De là le dualisme, qui n'est que l'exagération de ce fait de conscience; mais le dualisme rencontre, à son tour, la protestation du sentiment intime, par lequel l'individu a conscience de son activité personnelle et de sa propre responsabilité. L'homme est un agent moral et non point un être passif dans lequel deux forces étrangères à luimême entrent en lutte. Le fait biblique de la chute du premier homme qui, sous l'empire d'une tentation extérieure, tombe volontairement dans le péché est encore la meilleure solution du problème de l'origine du mal. Si cette solution ne fait que reculer la difficulté en plaçant cette origine du mal dans le tentateur, elle sauvegarde du moins la sainteté de Dieu, la liberté humaine et le monothéisme.

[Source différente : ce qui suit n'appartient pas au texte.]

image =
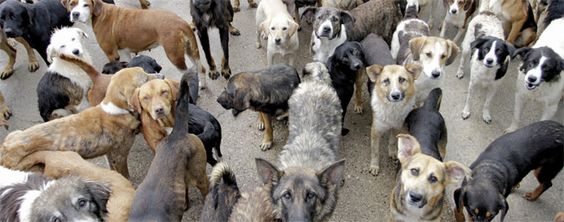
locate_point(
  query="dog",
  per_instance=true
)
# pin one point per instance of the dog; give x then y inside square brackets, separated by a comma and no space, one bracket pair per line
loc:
[113,133]
[344,66]
[60,164]
[180,160]
[214,13]
[543,63]
[393,97]
[420,190]
[458,14]
[274,21]
[265,91]
[154,101]
[63,89]
[30,22]
[33,197]
[504,163]
[132,23]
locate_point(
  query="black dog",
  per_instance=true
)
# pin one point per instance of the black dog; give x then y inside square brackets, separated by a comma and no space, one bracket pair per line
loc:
[504,163]
[343,65]
[214,13]
[33,22]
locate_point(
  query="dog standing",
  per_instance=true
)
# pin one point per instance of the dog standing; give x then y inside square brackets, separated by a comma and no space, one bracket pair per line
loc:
[504,163]
[180,160]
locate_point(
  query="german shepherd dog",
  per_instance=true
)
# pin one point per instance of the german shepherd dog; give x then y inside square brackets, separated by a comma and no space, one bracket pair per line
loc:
[266,91]
[306,187]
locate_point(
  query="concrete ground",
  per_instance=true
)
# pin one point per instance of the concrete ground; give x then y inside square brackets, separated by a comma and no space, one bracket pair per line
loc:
[363,197]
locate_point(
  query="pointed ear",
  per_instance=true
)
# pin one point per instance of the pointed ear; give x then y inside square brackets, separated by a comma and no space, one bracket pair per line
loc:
[407,147]
[333,174]
[267,172]
[373,71]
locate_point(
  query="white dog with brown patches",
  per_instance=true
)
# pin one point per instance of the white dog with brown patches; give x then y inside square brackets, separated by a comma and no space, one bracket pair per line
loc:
[274,20]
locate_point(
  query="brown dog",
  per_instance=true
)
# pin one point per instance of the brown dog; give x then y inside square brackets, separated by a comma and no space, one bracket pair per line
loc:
[136,30]
[58,164]
[108,128]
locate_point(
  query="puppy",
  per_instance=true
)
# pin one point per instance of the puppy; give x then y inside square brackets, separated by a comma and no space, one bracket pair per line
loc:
[344,67]
[458,14]
[543,63]
[274,21]
[30,22]
[63,89]
[265,91]
[180,161]
[214,13]
[420,190]
[504,163]
[59,164]
[393,97]
[33,197]
[113,133]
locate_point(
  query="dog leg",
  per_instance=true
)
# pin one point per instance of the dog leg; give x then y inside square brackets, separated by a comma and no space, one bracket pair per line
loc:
[32,64]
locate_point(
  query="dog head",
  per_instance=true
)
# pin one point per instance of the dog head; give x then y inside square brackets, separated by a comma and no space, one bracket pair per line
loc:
[71,199]
[279,29]
[67,41]
[82,10]
[156,97]
[349,55]
[327,21]
[300,193]
[433,53]
[482,201]
[394,82]
[14,18]
[423,179]
[539,65]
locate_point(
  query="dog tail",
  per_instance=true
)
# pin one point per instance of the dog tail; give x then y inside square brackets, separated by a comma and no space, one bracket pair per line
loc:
[89,69]
[433,101]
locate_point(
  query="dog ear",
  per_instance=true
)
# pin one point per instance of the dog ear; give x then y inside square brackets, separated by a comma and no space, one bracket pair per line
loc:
[333,174]
[407,147]
[416,45]
[267,172]
[373,72]
[453,50]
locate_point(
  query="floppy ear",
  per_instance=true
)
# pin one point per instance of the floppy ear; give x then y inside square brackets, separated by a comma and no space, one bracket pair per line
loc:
[373,71]
[267,172]
[407,147]
[333,174]
[453,50]
[416,45]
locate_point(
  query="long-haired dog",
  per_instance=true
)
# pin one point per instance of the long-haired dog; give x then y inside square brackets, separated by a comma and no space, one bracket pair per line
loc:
[306,186]
[265,91]
[63,89]
[33,197]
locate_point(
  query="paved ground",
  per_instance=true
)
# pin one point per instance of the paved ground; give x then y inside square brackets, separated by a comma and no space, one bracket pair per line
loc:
[363,197]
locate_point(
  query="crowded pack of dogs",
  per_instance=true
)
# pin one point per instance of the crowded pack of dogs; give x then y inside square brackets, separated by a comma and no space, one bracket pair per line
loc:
[388,45]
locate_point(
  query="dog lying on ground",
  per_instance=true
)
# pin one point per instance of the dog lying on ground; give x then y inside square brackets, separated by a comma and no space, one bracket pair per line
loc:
[59,164]
[33,197]
[540,74]
[112,133]
[393,97]
[265,91]
[504,163]
[180,161]
[420,191]
[274,21]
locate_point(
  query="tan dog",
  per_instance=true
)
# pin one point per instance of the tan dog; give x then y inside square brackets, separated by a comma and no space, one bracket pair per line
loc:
[154,101]
[420,190]
[135,30]
[393,97]
[108,128]
[58,164]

Je sens que je ne suis pas ce que je devrais être ; nonseulement il n'y a pas neutralité en moi entre le bien et le mal, mais encore j'incline vers le mal, et je dois faire effort pour m'élever au bien; tous les peuples me disent: Il n'en a pas toujours été ainsi, il y a eu rectitude morale, harmonie entre l'homme et Dieu; mon sens moral et religieux me dit: L'Etre créateur est la source du bien; il ne doit pas avoir directement créé l'homme dans cette situation; j'en conclus qu'en effet il y a eu déchéance. Nous laissons complètement de côté les théories extrêmes sur le mode d'introduction et le mode de transmission du penchant au mal; nous nous contentons de constater le fait de la déchéance. Nous n'allons ni au-delà ni en deçà de l'affirmation de saint Paul : « Par un seul homme, le péché est entré dans le monde, et, par le péché, la mort, parce que tous ont péché (1). »

(1) Rom., V, 12.

Comme preuve de la croyance générale en la déchéance, nous nous contentons de rappeler : la fable de l'âge d'or, celle de Pandore, les déclarations des poètes grecs et latins, en particulier celles d'Homère, d'Hésiode et de Virgile; la doctrine persane de la soumission de Meschia, le premier homme, créé pur par Ormuzd, à Ahriman, le méchant intelligent; les traditions mexicaijaponaises, chinoises, etc., renvoyant nos lecteurs à Ramsay, Discours sur la mythologie; à Anquetil du Perron, de Humboldt, Vue des Cordillères; Abel de Rémusat, traduction du Traité de l'invariable milieu, etc.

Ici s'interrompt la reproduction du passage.